Bernie Sanders, the self-proclaimed champion of socialism, was asked over the weekend to explain the harrowing economic collapse of Venezuela, not to mention several other socialists, South American countries.
And anyway, the free stuff for everybody presidential candidate is kind of caught flat-footed.
He didn't have an answer.
He didn't want to talk about it.
You know, so in other words, we have irrefutable evidence that the economic system that so many young people want free college, free, that Bernie Sanders raves about in reality is a staggering failure, and he has no response.

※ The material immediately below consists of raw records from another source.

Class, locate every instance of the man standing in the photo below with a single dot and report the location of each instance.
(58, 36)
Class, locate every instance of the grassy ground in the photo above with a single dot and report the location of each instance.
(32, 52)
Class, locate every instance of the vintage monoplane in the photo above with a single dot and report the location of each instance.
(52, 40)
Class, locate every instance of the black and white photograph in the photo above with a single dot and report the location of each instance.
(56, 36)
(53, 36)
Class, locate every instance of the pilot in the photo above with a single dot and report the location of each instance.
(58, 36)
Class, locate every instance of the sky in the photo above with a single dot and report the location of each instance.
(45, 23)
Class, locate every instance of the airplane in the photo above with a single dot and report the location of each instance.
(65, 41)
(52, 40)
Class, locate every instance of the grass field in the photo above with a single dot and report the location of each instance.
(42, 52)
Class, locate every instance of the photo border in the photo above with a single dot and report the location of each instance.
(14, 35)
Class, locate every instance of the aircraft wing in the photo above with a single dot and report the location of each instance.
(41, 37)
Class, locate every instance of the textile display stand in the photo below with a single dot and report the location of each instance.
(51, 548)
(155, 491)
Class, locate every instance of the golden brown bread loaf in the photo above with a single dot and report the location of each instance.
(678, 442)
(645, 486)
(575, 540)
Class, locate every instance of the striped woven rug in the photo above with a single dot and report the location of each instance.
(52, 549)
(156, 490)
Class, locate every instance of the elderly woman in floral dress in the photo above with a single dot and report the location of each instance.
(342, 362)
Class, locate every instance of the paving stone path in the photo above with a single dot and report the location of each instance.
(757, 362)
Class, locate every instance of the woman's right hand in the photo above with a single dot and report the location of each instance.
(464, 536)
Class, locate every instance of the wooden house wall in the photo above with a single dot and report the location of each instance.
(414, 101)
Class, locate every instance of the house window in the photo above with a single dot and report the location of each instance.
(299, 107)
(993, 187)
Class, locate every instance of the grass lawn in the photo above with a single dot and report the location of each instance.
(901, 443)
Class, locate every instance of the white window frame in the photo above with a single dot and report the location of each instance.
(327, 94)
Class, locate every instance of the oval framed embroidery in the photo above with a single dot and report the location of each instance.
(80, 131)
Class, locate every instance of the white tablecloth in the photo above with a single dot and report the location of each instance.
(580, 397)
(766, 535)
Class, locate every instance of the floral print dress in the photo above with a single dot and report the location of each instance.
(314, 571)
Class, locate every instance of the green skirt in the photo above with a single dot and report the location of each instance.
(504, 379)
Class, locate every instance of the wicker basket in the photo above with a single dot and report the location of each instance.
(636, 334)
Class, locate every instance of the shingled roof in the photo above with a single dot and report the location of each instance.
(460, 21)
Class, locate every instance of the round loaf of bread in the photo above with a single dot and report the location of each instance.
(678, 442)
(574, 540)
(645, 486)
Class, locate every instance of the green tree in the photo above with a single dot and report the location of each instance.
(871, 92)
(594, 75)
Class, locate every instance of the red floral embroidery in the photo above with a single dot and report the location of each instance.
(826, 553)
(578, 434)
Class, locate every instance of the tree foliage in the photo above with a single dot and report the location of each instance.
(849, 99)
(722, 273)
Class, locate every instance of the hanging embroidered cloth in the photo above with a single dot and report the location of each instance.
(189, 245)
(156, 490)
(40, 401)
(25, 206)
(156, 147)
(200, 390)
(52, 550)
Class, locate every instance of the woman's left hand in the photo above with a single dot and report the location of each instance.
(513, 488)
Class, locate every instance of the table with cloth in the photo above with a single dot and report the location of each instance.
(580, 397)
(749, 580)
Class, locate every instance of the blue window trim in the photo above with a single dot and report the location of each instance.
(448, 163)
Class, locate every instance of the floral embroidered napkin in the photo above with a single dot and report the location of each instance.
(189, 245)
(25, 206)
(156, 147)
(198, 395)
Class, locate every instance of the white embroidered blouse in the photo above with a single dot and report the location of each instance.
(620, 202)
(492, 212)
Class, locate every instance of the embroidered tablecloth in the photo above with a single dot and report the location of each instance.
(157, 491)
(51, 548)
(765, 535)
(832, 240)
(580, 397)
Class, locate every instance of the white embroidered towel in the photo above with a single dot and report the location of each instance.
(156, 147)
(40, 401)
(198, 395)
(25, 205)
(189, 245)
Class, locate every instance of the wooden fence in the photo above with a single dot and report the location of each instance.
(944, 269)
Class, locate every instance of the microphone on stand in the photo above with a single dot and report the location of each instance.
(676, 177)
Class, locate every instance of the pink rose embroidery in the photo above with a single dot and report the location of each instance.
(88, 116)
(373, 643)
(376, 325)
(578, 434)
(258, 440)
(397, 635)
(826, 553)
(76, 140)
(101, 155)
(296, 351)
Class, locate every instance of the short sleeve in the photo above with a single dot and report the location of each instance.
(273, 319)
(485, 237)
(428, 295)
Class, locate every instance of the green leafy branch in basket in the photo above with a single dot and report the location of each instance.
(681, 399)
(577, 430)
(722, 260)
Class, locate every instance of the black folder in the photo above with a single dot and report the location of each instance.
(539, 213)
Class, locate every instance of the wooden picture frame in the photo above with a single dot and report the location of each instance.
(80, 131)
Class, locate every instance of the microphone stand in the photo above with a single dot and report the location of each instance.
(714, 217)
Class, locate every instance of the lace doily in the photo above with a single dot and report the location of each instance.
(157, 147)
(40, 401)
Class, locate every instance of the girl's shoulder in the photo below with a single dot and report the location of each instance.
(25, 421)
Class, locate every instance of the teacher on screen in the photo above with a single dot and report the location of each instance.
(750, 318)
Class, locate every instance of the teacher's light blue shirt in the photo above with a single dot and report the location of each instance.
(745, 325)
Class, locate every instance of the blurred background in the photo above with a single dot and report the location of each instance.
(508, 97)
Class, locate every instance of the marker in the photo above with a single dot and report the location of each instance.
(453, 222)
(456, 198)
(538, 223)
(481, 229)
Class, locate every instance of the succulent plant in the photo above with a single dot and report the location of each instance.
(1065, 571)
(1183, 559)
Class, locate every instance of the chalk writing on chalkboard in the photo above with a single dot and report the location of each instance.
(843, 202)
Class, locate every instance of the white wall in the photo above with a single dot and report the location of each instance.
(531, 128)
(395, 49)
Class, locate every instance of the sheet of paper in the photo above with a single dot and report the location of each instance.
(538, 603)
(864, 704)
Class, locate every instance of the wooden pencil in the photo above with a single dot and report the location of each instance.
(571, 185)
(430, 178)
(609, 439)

The question came from Univision.
I'm sure you know about this topic.
Various leftist governments, especially populists, are in serious trouble in Latin America.
The socialist model in Venezuela has the country near collapse.
Argentina, Brazil.
How do you explain the failure?
I'm sure you're interested in that.
His response was, I'm very interested, but right now I'm running for president of the United States.
Well, you're running on that platform, you dope.
Anyway, Univision goes, so you don't have an opinion about the crisis in Venezuela?
Of course I have an opinion, but as I said, I'm focused on my campaign.
Wow, that's not an answer.
A lot of pundits have been claiming lately that Donald Trump and Hillary Clinton have a problem in the honesty department.
Turns out that's not the way voters are seeing it.
Rasmussen, latest poll, Donald Trump, more honest than Hillary by more than a two-to-one margin.
Oops.
I think people have figured out Hillary's a liar.
The State Department had to admit today that a 2013 press conference that was on video was purposefully edited and altered to remove the portion of the discussion about the Iranian nuclear talks after a State Department official asked that it be edited out.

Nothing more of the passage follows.